When discussing your spending, many planners distinguish between your basic living expenses, i.e. “needs,” and your discretionary living expenses, i.e. “wants.” Your needs often include housing, transportation, utilities, food, medical bills, and medical insurance premiums. Your wants often include entertainment, contributions, and various discretionary expenses. In theory, you could spend less money on your wants if money is tight.
However, real life isn’t quite so black and white. For example, it’s possible that you may be spending a lot more on housing, transportation, and food than was absolutely necessary. If your budget’s really tight, you’ll want to take a close look at items that might be considered “needs” to see if you can save money.
How Do You Know If You’re Spending Too Much In Retirement?
The first step to determining if you’re spending too much money is to consider any retirement savings you’ve built up as a generator of a monthly lifetime retirement paycheck, then you just spend that monthly paycheck on living expenses. Don’t think of your savings as a pot of money or a checking account that you can spend as you please on your living expenses.
You’re spending too much money if you’re regularly spending more than your total lifetime retirement income from all sources, including Social Security, pensions, the retirement paycheck generated by your savings, and any other regular retirement income.

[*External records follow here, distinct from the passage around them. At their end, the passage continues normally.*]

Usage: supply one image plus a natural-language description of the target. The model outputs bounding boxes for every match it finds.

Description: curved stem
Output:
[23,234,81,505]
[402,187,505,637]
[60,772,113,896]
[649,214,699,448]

If you’re spending too much money, sooner or later you’ll run out of savings. Then you’ll be old and poor—not a good situation. You’ll be much more secure if you plan ahead by reducing your spending now, before it’s too late. Then you have a better chance of living a financially sustainable retirement.
What Are Realistic Ways Retirees Can Spend Less?

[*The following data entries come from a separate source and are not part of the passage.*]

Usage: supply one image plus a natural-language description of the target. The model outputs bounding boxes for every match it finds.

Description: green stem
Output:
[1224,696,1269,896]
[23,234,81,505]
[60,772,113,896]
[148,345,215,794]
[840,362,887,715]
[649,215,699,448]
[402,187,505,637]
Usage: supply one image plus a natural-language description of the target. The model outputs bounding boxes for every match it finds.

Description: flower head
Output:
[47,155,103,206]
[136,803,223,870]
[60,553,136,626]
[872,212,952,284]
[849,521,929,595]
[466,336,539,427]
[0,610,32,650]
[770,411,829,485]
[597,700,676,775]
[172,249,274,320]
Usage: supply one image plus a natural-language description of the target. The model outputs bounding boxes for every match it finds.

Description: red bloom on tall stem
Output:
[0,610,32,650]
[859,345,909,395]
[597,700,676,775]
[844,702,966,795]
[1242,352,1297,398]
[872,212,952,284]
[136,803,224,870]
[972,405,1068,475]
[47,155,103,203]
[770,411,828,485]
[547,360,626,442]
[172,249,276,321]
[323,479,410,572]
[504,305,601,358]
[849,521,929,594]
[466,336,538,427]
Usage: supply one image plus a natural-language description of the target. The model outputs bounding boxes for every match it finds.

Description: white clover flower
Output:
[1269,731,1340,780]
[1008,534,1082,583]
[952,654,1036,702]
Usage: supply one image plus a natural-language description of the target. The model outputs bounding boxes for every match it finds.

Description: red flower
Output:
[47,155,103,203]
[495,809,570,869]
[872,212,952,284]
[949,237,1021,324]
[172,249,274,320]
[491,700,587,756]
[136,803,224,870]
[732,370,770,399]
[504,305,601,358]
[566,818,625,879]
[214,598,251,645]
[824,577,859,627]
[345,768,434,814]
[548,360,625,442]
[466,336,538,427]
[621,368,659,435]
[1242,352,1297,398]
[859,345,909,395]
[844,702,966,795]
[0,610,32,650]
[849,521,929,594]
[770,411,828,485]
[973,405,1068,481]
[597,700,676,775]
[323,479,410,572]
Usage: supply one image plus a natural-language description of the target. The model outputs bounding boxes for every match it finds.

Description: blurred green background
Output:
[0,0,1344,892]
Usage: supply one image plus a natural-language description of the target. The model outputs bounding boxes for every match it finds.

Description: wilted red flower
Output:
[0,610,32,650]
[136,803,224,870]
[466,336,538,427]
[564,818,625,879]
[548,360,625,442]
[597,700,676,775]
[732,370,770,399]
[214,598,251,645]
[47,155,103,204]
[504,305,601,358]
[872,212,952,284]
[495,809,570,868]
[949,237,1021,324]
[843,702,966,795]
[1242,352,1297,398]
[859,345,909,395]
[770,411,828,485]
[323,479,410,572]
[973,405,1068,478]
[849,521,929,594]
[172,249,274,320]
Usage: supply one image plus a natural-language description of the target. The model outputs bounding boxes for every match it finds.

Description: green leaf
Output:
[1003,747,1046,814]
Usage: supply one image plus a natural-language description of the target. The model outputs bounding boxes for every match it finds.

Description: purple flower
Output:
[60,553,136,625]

If there’s a large gap between your regular retirement income and your regular spending in retirement, you’ll need to look at the big spending targets that you might be able to reduce, such as housing, transportation, food and contributions.
For example, can you save money by downsizing, getting by with just one car, or using public transportation? Can you spend less money on food by shopping for bargains, buying less-expensive food, or shopping at discount markets?

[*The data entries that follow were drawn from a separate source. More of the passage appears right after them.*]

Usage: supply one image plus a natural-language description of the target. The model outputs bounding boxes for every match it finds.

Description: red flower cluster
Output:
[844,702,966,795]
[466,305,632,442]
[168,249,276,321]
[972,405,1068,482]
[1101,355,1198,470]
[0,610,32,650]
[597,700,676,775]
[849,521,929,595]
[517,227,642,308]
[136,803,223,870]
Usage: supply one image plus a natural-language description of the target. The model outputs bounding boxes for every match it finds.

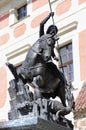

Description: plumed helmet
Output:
[46,25,58,35]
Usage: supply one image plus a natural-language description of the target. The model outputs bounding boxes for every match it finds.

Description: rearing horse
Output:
[6,34,73,119]
[20,34,73,107]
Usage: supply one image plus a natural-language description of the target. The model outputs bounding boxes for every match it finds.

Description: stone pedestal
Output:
[0,117,71,130]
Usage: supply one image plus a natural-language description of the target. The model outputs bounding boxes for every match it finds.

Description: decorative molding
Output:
[58,21,78,36]
[6,45,30,60]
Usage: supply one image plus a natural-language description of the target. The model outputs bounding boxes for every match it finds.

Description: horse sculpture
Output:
[6,34,74,126]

Often you can create win-win solutions, such as downsizing to a home that lets you spend less money on transportation or buying less-expensive food that also happens to be healthier for you.
What Are Tips To Ensure Retirees Stick To New Reduced Spending Habits?
It can be difficult for some people to change their ingrained spending habits. Considering the examples of your older relatives and friends is a behavior-change technique that can boost your motivation. For example, do you have any older relatives or friends who ran out of money in their 80s? My wife and I have seen that happen with a few of our neighbors who stayed too long in a big house they couldn’t really afford. They were forced to move when they were running out of money, and they were quite frail at that time. They had to rely on family to help them make the move, and it was a rough time for their entire family.
Rather than be depressed about reducing your spending, however, you should consider this situation to be a chance to find win-win solutions that save you money and improve your life in retirement. Instead of being complacent, take action steps to enjoy a much happier and sustainable retirement.